I barely turn to look. I’ve been on the stand for hours now, answering his questions, trying to stay calm, and not snap or sound sullen, but it’s hard when I’ve had only a few hours of sleep all week. They took me off the sleeping pills, saying it made me look too robotic and detached on the witness stand, but now all I can do each night is stare at the cracked ceiling of my tiny cell and wait for the peace that never comes.

“Miss Chevalier?” Dekker prompts, and I realize I’ve zoned out again.

“It’s a map of the beach house,” I tell him, tired.

“That’s right,” Dekker agrees. “And can you tell us which room you were sleeping in?”

“The one you’ve marked in black.”

“The one by the front door,” Dekker continues. He’s got an iPad and a pointer, to move around on the screen. “And the victim, Elise, her bedroom was back here, to the rear of the house.”

Her room, of course, is marked in red.

“We can see from the diagram, it’s barely ten feet from your bedroom door to the main entrance to the house.

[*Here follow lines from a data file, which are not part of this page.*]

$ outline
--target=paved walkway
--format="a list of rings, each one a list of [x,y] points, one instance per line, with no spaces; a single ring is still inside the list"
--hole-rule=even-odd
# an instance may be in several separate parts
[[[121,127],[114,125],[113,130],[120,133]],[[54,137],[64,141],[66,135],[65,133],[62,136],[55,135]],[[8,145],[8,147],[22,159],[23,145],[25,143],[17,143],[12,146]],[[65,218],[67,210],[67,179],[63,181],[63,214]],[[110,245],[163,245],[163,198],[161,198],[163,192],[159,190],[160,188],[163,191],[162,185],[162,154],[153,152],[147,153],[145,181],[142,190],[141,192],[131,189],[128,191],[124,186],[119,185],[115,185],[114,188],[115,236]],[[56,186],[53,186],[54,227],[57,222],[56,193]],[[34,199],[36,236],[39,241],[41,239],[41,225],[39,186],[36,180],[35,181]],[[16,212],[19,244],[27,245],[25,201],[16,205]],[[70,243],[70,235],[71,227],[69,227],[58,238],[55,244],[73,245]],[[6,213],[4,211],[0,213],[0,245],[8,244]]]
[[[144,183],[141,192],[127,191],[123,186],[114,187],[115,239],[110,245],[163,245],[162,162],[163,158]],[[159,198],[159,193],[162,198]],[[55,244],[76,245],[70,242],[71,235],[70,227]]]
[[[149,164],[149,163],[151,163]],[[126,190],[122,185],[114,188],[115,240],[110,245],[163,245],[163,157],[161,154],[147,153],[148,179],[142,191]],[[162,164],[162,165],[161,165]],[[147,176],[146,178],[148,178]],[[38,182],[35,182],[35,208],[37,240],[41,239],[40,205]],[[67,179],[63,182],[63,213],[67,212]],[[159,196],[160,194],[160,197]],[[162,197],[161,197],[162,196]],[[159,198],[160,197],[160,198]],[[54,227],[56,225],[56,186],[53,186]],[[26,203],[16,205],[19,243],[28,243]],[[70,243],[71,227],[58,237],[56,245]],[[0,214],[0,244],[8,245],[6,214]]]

So it’s a fair assumption,” Dekker continues, “that if anyone were to enter or exit in order to get to Elise’s room, they would have to go past yours—which, as you’ve stated on several occasions, you were occupying the afternoon she died, between six and seven p.m.”

“No.”

Dekker stops. “You weren’t in the house at that time?”

“No, I mean, we were. Me and Tate,” I clarify, trying not to trip over my words. “But the front door wasn’t the only way in.”

“But if a stranger broke in to attack Miss Warren, as you claim, then he would have had to have passed your bedroom to get there.”